Und dann ist da noch die Asiatin, die meine Mitbewohnerin und ich – ein Insider – die „Asiatarin“ nennen.

Am Donnerstag, ohne meine Mitbewohnerin, traf ich zudem Julian, Nikolai und drei weitere Kinder an jener Stange. Offenbar habe ich mir nicht alle Namen merken können. Sie besuchen die erste bis dritte Klasse und bestanden darauf, dass ich nur neun Klimmzüge geschafft hätte, während ich mir absolut sicher war, dass es zehn waren. Das machte ich Julian auch sehr deutlich, doch er bekam Schützenhilfe von seiner kleinen Schwester, die gerade hangelte. Ich stellte fest, dass ich mit meinen bald 40 Jahren mich auf einem Spielplatz befand und Spaß mit fremden Kindern hatte. Das beunruhigte auch ihre Eltern, die dann dazustießen, aber schnell merkten, dass es cainen Grund zur Sorge gab. Und außerdem sind Kinder ein dankbares Publikum. Ich sollte mir eigene anschaffen, zumal alle dafür notwendigen Produktionsmittel vorhanden sind …

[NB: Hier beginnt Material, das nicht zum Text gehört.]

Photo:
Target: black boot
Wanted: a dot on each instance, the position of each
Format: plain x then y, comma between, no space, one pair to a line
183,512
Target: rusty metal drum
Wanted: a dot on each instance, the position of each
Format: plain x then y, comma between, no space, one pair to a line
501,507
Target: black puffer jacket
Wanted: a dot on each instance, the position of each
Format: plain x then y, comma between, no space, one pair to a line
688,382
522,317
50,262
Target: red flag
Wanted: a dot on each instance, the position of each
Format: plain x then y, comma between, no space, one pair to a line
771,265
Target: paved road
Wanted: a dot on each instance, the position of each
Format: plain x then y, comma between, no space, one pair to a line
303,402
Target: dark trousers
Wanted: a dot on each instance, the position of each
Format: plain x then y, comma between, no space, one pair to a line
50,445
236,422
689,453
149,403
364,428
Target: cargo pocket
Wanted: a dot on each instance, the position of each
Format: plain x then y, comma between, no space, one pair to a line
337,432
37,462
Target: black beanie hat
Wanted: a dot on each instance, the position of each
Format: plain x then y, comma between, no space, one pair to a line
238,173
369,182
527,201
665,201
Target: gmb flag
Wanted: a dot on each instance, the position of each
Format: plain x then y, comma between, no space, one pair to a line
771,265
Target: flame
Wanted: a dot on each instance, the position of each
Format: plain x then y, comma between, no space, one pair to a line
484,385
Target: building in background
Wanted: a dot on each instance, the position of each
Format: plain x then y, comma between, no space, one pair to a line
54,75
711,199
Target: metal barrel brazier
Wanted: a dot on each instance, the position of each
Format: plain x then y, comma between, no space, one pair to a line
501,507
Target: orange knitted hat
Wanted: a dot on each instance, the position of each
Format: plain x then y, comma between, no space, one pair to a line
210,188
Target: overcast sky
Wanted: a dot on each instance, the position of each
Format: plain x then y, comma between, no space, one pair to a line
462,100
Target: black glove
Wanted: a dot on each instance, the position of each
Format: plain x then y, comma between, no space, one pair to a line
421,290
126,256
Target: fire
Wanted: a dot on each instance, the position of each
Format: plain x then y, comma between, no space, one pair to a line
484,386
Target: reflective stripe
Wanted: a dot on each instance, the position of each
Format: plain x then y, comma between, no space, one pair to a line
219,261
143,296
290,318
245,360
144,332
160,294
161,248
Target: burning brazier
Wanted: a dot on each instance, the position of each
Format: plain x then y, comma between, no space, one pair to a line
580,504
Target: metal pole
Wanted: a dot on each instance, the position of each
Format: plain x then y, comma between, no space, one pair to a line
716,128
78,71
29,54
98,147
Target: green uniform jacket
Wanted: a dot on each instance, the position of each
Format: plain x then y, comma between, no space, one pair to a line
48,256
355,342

Und so kann ich es heute schon, am Montag, nicht erwarten, wieder zur Klimmzugstange zu laufen, wo man immer wieder auf die gleichen Menschen trifft. Wo sich die Asiatarin dehnt, da sie nichts anderes dort zu tun scheint, wo der Polenrusse an den Baum …, wo der Atomphysiker mit den roten Haaren von „booking.com“ schwärmt und wo ich irgendwie Teil eines seltsamen Mikrokosmos geworden bin. Man kennt sich plötzlich. Irgendwie faszinierend. Und daher soll es im nächsten Artikel um eine weiterer Figur gehen, die ich mir nicht einmal ausdenken muss.